Pre-defining or circumscribing what counts as mental ill health amongst those living within circumstances of hardship, what matters to them, and how they (should) respond to this neglects consideration of people’s agency, capabilities, and resourcefulness as well as the very real social and material constraints that affect their everyday lived experiences. Thus whilst health professionals are encouraged by clinical guidelines to emphasise diagnostic categories based upon pre-defined symptoms, patients are likely to understand their problems and seek to negotiate support for this within the unique biographical context that frames their lives. There is an urgent need therefore, to expand the evidence base away from the kind of research that reinforces a ‘disembodied psychology’ (Freidli and Stearn, 2015), and towards an examination of how people in low-income communities themselves conceptualise, experience and explain their distress within the broader biographical and situated context of their lives—both to those within their immediate social networks, and to those, such as GPs, whose assistance they seek. These kinds of subjectively informed insights would then enable deeper exploration around the ways that experiences of distress may be shaped or amplified through the moral narratives that underpin notions of deservingness within the contemporary welfare state and would help raise much needed debate around the integrity and ethics of sickness-based welfare support.
Responding to distress
Understanding how people in low-income communities conceptualise, talk about and embody mental distress quite clearly has significant implications for the ways that they seek (or avoid) support in response to it. Research has shown for example, that many people in low-income communities face a range of culturally determined issues that deter them from seeking help, and that this is particularly evident amongst men (Clement et al., 2015). Other studies have stressed the value of informal social networks that enable people to share their experiences amongst trusted networks (Brown et al., 2014), and more work is needed to better understand how such mechanisms function and how they can be effectively fostered and supported.

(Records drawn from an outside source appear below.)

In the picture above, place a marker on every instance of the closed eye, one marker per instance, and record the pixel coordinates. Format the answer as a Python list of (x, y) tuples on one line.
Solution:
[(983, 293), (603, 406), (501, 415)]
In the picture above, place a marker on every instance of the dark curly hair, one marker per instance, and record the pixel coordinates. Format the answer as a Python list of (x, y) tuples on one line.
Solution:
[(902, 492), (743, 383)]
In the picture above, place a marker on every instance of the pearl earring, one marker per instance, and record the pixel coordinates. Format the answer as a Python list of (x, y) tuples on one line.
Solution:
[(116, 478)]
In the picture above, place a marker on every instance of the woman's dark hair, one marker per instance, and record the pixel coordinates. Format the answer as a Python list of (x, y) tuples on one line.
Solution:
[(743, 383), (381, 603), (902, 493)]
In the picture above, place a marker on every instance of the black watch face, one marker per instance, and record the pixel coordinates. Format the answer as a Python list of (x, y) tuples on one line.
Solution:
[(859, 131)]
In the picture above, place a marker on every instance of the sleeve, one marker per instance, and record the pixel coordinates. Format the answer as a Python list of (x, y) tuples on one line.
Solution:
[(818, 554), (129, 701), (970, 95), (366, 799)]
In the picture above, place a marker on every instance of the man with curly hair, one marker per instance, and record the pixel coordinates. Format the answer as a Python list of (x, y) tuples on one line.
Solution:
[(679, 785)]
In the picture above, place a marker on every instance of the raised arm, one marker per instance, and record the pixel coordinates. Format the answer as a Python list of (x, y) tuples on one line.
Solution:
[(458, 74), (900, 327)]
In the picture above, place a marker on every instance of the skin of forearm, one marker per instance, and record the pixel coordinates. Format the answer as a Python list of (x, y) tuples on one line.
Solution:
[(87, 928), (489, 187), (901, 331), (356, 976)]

Despite the challenges people face in seeking support, it is clear from national consultation data that many people from low-income communities do at some point in time turn to health professionals to seek support for mental distress. This may indicate that the patient understands their distress through a medical framework, and accepts that they require some form of medically-oriented treatment. However, in a situation in which large-scale resource cuts in the UK voluntary sector mean that GPs are often the only place left for people to go to for help, and where GPs act as the main conduit for the administration of sick notes (now tellingly named ‘fitness for work’ notes) needed by people to evidence their ill health (Wheat et al., 2015), the picture is often far from clear-cut.
A better understanding is needed therefore of both the expectations that patients from low-income backgrounds place on their encounters with health providers for mental distress, and the ways that health providers seek to respond to this within the broader systemic, logistical and cultural boundaries in which they work. Addressing these knowledge gaps calls for mental health research to be broadened away from an objective clinical gaze to encompass the interpretive forms of understanding that can be gained through qualitative methods which foreground the perspectives of, and exchanges between, patients and health care providers.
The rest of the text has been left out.